Presiden EM UB, Rafly Rayhan Al Khajri menyatakan, tempat ibadah, tempat pendidikan, dan fasilitas pemerintah seharusnya menjadi ruang netral untuk kepentingan publik. Dengan kata lain, tempat-tempat tersebut bukanlah untuk kepentingan elektoral tertentu.
Larangan penggunaan ketiga jenis sarana tersebut menurutnya harus bersifat mutlak tanpa syarat. "Apabila MK berdalil bahwa tempat ibadah tidak layak digunakan untuk kepentingan kampanye tanpa syarat karena menjadi salah satu upaya mengarahkan masyarakat menuju kondisi kehidupan politik yang ideal sesuai dengan nilai ketuhanan berdasarkan Pancasila, begitupun seharusnya dengan tempat pendidikan dan fasilitas pemerintah," kata Rafly saat dikonfirmasi Republika, Jumat (18/8/2023).
Menurut dia, tempat pendidikan memang boleh menjadi tempat untuk mempelajari ilmu politik.
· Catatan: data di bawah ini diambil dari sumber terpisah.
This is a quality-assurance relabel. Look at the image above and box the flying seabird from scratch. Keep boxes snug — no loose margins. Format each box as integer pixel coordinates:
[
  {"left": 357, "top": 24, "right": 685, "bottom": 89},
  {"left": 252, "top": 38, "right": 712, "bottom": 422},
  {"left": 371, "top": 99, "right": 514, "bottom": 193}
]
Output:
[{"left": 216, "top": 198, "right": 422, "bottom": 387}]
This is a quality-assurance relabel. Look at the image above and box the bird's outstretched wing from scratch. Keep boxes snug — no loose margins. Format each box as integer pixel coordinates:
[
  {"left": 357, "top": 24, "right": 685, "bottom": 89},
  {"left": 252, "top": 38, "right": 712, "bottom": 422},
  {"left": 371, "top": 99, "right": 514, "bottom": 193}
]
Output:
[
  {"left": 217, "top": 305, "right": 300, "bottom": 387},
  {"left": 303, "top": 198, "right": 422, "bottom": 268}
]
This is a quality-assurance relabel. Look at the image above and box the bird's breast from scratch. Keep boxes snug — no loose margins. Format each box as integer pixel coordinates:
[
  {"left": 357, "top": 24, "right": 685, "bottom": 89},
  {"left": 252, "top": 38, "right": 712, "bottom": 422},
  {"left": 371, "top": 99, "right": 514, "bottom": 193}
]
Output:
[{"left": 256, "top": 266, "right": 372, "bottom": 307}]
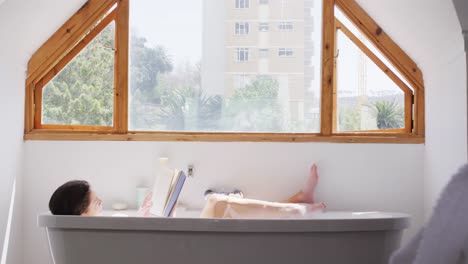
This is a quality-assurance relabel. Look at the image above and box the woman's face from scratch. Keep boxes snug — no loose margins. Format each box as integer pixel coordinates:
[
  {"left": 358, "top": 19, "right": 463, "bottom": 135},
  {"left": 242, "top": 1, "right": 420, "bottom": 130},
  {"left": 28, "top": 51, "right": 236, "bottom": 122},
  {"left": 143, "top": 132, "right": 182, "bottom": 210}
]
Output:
[{"left": 82, "top": 190, "right": 102, "bottom": 216}]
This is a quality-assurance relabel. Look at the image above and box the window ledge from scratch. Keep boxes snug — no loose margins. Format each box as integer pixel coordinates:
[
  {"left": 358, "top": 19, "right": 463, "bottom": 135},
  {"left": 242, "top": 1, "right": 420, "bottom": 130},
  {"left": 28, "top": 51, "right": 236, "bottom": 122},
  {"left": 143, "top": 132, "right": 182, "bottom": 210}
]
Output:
[{"left": 24, "top": 130, "right": 424, "bottom": 144}]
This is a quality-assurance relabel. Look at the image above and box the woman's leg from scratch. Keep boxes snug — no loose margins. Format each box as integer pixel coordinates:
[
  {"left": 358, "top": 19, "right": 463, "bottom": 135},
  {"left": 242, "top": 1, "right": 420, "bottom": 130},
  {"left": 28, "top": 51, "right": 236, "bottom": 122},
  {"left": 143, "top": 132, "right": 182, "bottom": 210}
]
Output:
[
  {"left": 200, "top": 164, "right": 325, "bottom": 218},
  {"left": 283, "top": 164, "right": 318, "bottom": 204},
  {"left": 200, "top": 194, "right": 310, "bottom": 219}
]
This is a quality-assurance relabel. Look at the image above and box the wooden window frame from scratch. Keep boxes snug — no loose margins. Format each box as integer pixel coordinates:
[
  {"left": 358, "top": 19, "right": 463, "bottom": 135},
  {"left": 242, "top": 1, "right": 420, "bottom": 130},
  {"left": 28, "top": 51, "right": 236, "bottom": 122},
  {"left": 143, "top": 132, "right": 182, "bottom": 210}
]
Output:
[{"left": 24, "top": 0, "right": 424, "bottom": 144}]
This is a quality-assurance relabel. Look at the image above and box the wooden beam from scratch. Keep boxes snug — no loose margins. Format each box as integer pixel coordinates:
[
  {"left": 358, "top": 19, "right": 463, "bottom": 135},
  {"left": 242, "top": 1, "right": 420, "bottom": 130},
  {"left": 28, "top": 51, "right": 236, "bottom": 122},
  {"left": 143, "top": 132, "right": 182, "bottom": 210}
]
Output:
[
  {"left": 36, "top": 10, "right": 117, "bottom": 89},
  {"left": 24, "top": 131, "right": 424, "bottom": 144},
  {"left": 114, "top": 0, "right": 130, "bottom": 133},
  {"left": 336, "top": 0, "right": 424, "bottom": 89},
  {"left": 27, "top": 0, "right": 116, "bottom": 83},
  {"left": 320, "top": 0, "right": 335, "bottom": 136},
  {"left": 335, "top": 19, "right": 413, "bottom": 133}
]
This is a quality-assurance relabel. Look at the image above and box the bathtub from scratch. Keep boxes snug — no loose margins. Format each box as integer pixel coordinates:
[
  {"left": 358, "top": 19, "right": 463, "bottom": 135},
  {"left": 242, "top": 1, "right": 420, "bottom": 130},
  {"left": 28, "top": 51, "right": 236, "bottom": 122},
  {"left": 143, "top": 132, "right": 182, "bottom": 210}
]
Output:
[{"left": 38, "top": 212, "right": 409, "bottom": 264}]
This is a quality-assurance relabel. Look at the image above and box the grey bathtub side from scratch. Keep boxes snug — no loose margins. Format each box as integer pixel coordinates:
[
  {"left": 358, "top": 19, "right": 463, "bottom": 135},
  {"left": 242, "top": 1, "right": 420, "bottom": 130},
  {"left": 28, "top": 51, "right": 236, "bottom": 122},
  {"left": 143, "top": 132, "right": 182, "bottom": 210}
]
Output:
[{"left": 37, "top": 213, "right": 410, "bottom": 233}]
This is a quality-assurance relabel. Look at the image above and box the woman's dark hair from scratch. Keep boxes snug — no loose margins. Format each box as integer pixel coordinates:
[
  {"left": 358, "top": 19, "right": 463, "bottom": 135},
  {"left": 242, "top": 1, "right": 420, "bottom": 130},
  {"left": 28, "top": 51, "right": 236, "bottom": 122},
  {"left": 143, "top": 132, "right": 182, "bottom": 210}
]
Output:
[{"left": 49, "top": 181, "right": 90, "bottom": 215}]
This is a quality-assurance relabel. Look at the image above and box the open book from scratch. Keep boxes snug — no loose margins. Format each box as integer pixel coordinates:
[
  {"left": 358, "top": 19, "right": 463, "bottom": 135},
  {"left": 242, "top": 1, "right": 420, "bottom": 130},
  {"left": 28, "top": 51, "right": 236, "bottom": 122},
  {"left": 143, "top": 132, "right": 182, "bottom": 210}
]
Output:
[{"left": 150, "top": 170, "right": 187, "bottom": 217}]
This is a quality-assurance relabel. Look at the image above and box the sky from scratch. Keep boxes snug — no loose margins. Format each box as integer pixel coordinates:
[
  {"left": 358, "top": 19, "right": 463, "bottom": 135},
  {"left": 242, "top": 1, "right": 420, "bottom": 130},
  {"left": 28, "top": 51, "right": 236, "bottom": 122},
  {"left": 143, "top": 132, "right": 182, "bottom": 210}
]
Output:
[
  {"left": 129, "top": 0, "right": 203, "bottom": 63},
  {"left": 129, "top": 0, "right": 406, "bottom": 95}
]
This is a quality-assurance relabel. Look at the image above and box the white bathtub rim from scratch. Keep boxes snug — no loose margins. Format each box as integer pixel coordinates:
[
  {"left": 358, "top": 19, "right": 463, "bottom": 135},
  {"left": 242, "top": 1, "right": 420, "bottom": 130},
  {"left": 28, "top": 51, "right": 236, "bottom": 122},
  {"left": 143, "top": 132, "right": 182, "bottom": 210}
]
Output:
[{"left": 37, "top": 212, "right": 410, "bottom": 233}]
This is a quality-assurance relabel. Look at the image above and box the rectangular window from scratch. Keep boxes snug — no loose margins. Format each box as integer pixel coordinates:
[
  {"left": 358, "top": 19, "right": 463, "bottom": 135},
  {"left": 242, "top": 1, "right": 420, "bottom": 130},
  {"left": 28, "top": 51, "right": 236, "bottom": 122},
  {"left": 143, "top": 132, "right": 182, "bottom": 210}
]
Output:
[
  {"left": 236, "top": 48, "right": 249, "bottom": 62},
  {"left": 25, "top": 0, "right": 424, "bottom": 143},
  {"left": 236, "top": 0, "right": 249, "bottom": 8},
  {"left": 258, "top": 49, "right": 269, "bottom": 59},
  {"left": 278, "top": 21, "right": 294, "bottom": 32},
  {"left": 278, "top": 48, "right": 294, "bottom": 57},
  {"left": 236, "top": 22, "right": 249, "bottom": 35},
  {"left": 258, "top": 22, "right": 269, "bottom": 32}
]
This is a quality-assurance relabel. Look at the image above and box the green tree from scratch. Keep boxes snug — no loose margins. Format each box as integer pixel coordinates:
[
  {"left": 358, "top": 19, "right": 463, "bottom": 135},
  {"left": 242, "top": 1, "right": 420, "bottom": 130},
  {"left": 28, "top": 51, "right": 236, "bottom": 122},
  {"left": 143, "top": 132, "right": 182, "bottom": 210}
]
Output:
[
  {"left": 130, "top": 34, "right": 173, "bottom": 130},
  {"left": 157, "top": 86, "right": 223, "bottom": 131},
  {"left": 371, "top": 101, "right": 405, "bottom": 129},
  {"left": 223, "top": 76, "right": 284, "bottom": 132},
  {"left": 42, "top": 23, "right": 115, "bottom": 126},
  {"left": 338, "top": 106, "right": 361, "bottom": 131}
]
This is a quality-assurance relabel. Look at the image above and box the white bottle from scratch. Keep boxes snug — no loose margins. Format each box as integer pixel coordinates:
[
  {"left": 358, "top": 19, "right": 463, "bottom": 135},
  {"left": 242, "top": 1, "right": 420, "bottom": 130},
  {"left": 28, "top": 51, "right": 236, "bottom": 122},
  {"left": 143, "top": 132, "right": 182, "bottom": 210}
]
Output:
[{"left": 150, "top": 158, "right": 174, "bottom": 216}]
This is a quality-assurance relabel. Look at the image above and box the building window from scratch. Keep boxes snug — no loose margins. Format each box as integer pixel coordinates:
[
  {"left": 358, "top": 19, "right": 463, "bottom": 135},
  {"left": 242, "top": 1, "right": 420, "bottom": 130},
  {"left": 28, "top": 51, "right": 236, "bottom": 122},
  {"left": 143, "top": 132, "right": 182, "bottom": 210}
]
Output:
[
  {"left": 236, "top": 48, "right": 249, "bottom": 62},
  {"left": 278, "top": 48, "right": 294, "bottom": 57},
  {"left": 236, "top": 0, "right": 249, "bottom": 8},
  {"left": 236, "top": 22, "right": 249, "bottom": 35},
  {"left": 278, "top": 21, "right": 294, "bottom": 31},
  {"left": 258, "top": 49, "right": 268, "bottom": 58},
  {"left": 258, "top": 22, "right": 269, "bottom": 32},
  {"left": 233, "top": 74, "right": 250, "bottom": 89}
]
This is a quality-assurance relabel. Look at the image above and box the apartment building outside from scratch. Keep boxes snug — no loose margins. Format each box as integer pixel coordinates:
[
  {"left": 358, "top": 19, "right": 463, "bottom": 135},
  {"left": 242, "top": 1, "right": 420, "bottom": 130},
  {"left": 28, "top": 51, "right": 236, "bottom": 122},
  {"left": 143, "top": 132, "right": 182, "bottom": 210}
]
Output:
[{"left": 202, "top": 0, "right": 322, "bottom": 128}]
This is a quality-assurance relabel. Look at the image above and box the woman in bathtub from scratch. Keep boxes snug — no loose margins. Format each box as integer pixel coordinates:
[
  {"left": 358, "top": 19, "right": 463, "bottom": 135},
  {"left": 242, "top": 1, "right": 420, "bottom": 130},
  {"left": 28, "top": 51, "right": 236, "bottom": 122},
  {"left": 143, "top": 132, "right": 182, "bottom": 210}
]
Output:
[{"left": 49, "top": 164, "right": 325, "bottom": 219}]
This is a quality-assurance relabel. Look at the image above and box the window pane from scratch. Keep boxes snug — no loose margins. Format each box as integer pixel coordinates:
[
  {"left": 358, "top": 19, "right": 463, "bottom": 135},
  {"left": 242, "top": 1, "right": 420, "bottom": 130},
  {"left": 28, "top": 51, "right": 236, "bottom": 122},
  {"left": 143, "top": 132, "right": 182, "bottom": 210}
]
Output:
[
  {"left": 337, "top": 31, "right": 405, "bottom": 132},
  {"left": 335, "top": 7, "right": 414, "bottom": 90},
  {"left": 129, "top": 0, "right": 322, "bottom": 133},
  {"left": 42, "top": 22, "right": 115, "bottom": 126}
]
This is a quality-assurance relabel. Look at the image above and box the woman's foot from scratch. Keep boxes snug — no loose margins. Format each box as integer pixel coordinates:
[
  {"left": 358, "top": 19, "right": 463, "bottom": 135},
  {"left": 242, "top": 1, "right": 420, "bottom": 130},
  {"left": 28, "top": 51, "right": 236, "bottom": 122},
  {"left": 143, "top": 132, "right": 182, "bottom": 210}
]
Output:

Namun demikian, tidak untuk kepentingan politik elektoral tertentu. Fasilitas pemerintah boleh digunakan untuk pencerdasan politik bangsa tetapi tidak untuk kepentingan elektoral tertentu.
Adapun mengenai persyaratan 'tanpa atribut' dalam berkampanye di kampus, ia berpendapat, itu tidak menghilangkan relasi kuasa dan uang. Sebab, dua hal itu bisa saja disalahgunakan oleh institusi pendidikan untuk mengomersilkan panggung politik di dalam tempat pendidikan.
Kondisi itu berbahaya bagi netralitas lembaga pendidikan ke depannya. Sebelumnya, Mahkamah Konstitusi (MK) mengizinkan peserta pemilu berkampanye di fasilitas pemerintah dan pendidikan selama tidak menggunakan atribut kampanye. Keputusan tersebut termuat dalam Putusan MK Nomor 65/PUU-XXI/2023 yang dibacakan pada Selasa (15/8/2023).